Another Albany County resident dies of COVID-19, bringing death toll to 140

ALBANY COUNTY — Another county resident has died of COVID-19, Albany County Executive Daniel McCoy announced on Saturday morning.

The patient was a woman in her nineties who lived in a nursing home.

Her death brings to 140 the number of Albany County residents who have died of the coronavirus disease 2019.

Statewide, 11 more people died of the virus — five of them in Broome County — bringing the state’s COVID-19 death toll to 25,718.

McCoy also announced 32 new confirmed cases of COVID-19, bringing the county’s total to 3,427.

Among the new cases, 15 had close contact with someone infected with the disease, two reported out-of-state travel, three were health-care workers or residents of congregate settings, and 12 did not have a clear source of infection identified at this time.

“As new cases climb across the country, in New York we are continuing our strategy of aggressively targeting micro-clusters whenever they pop up and implementing measures to stop any potential spread quickly,” Governor Andrew Cuomo said in a statement on Saturday, releasing the newest numbers. 

The positive testing rates in all of the state’s focus areas — in Queens and Brooklyn in New York City; Orange and Rockland counties in the mid-Hudson region; and Broome, Steuben, and Chemung counties near the Pennsylvania border — was 2.58 percent.

Outside the focus areas, the state’s rate was 1.13 percent, based on Friday’s test results.
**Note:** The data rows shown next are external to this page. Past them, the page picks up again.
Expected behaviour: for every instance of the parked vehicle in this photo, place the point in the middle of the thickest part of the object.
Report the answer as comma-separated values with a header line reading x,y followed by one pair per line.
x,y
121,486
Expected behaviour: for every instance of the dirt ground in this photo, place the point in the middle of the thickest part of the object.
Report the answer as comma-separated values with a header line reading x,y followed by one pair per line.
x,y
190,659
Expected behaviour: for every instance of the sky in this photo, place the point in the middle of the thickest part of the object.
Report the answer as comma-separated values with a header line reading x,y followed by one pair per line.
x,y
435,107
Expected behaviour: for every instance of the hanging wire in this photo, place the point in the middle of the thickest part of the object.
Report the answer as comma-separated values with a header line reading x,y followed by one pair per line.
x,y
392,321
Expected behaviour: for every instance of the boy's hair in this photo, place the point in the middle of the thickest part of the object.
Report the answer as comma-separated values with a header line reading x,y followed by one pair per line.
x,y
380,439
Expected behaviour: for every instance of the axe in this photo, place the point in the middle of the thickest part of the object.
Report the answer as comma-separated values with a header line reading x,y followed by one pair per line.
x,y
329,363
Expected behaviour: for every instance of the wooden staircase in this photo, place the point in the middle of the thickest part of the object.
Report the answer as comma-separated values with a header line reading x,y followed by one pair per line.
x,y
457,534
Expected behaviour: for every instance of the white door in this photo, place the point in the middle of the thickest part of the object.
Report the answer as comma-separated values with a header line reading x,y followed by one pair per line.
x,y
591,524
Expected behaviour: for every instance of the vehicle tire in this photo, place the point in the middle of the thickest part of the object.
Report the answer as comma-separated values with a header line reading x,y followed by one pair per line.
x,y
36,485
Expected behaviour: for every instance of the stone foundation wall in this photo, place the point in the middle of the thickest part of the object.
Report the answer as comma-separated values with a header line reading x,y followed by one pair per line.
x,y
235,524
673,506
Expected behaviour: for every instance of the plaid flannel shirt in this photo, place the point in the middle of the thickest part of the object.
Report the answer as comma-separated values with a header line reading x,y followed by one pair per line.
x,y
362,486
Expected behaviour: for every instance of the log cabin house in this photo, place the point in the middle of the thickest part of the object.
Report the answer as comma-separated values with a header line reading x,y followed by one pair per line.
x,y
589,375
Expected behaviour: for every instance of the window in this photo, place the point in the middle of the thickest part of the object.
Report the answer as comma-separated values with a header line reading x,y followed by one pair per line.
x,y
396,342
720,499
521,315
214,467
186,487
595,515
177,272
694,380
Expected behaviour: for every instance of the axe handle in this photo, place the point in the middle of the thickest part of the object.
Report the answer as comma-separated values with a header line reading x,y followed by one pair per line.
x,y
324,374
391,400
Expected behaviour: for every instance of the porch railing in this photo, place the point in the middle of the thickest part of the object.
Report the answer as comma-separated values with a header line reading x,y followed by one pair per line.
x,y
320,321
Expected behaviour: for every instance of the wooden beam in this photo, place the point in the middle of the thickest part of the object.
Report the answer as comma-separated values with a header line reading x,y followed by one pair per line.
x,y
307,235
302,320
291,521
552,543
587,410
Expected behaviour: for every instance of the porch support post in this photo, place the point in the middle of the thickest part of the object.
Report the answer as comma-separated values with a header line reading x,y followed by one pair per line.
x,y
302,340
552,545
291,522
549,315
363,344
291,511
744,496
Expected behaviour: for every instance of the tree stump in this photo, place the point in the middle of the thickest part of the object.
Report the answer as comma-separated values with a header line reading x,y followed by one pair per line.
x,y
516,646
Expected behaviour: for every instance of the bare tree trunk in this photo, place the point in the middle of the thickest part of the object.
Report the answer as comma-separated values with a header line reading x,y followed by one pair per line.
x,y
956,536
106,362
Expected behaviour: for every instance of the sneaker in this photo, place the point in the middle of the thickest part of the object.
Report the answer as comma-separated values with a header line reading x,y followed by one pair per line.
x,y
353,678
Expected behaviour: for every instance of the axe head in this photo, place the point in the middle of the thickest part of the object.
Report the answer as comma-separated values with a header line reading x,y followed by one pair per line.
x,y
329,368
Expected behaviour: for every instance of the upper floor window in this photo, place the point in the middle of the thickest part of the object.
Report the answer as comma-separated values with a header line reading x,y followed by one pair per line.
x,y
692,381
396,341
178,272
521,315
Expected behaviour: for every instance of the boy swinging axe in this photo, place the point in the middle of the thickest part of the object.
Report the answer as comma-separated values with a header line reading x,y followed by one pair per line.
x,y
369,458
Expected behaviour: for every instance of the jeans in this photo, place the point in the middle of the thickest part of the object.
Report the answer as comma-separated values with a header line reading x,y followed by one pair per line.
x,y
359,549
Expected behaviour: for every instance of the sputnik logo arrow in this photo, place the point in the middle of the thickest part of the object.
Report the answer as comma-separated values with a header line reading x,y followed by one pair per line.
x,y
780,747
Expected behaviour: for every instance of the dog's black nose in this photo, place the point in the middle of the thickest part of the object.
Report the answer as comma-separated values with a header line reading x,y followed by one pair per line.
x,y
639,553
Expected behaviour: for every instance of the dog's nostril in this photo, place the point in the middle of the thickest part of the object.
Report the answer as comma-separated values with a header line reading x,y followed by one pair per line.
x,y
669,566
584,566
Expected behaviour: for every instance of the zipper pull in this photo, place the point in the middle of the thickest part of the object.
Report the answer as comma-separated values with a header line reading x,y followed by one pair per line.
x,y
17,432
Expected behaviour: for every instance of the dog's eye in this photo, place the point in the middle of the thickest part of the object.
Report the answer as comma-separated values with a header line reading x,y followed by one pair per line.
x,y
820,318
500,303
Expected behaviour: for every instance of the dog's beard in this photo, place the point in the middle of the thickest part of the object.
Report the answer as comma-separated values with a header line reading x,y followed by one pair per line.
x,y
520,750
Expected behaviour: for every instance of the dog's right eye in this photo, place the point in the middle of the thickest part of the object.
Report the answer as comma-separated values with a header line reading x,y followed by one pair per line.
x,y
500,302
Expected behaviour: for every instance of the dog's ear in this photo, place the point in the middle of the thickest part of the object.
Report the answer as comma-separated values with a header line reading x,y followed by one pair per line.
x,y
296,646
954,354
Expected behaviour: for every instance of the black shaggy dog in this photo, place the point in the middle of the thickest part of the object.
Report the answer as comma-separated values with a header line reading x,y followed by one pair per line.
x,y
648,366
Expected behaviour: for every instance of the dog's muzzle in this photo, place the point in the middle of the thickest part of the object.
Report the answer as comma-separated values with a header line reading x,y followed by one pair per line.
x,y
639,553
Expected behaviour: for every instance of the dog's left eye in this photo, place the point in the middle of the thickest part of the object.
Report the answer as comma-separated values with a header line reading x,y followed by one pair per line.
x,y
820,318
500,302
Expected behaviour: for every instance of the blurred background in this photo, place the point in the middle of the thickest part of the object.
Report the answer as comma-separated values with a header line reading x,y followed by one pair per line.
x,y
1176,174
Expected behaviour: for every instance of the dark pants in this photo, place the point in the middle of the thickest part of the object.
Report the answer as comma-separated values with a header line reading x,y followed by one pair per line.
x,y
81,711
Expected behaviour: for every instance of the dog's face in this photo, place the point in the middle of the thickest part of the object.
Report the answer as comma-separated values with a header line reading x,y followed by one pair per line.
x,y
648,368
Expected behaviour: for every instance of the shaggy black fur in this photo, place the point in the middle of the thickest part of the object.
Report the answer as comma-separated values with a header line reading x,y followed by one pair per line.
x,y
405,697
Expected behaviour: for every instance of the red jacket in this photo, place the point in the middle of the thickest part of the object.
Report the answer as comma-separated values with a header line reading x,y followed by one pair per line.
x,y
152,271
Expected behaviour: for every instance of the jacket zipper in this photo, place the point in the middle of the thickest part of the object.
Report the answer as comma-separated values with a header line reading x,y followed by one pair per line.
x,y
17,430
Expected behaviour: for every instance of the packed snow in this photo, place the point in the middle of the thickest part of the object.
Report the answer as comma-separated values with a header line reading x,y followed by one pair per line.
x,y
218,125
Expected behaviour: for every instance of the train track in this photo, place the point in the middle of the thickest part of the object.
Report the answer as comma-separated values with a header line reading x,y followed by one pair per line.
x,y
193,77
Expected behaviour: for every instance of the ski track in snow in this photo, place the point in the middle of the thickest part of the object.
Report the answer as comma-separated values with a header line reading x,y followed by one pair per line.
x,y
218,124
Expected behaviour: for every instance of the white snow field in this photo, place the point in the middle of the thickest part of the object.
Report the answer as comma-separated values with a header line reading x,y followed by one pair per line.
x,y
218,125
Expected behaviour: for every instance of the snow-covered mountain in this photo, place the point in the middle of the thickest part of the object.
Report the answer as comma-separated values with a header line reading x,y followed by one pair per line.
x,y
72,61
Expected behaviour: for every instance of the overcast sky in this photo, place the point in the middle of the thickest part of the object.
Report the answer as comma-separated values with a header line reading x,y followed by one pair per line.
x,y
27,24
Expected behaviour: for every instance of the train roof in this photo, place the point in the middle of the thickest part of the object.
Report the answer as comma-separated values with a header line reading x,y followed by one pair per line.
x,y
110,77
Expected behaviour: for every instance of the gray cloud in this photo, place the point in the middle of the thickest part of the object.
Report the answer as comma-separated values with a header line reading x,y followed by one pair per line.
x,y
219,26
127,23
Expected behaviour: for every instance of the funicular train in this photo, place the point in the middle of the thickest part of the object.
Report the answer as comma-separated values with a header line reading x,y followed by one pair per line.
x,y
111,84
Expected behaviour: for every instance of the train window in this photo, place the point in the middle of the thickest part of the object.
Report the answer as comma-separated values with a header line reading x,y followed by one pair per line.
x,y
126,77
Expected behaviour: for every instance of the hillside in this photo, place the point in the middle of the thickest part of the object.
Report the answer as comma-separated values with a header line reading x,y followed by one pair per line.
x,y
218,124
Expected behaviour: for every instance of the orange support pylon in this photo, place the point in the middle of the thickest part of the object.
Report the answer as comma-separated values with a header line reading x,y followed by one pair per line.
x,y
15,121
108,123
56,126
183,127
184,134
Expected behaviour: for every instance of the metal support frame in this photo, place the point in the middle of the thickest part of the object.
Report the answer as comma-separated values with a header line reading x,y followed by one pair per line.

The statewide positivity rate was 1.31 percent.

The Capital Region, of which Albany County is a part, had a rate of 0.9 percent, based on Friday’s test results. It was one of two of the state’s 10 regions with a rate below the targeted 1 percent.

Central New York had a rate of 0.7 percent, the lowest in the state.

As of Saturday morning, 1,097 Albany County residents were under quarantine, up from 1,045. The five-day average for new daily positives increased to 23.8 from 18.8.

Albany County now has 133 active cases of COVID-19, up from 123 on Friday. So far, 15,281 people have completed quarantine. Of those, 3,294 had tested positive and recoveredThere were no new hospitalizations to report overnight, while the number of county residents currently hospitalized due to the virus decreased from 13 to 12. Two patients remain in intensive-care units. The hospitalization rate has decreased slightly from 0.38 percent to 0.35 percent.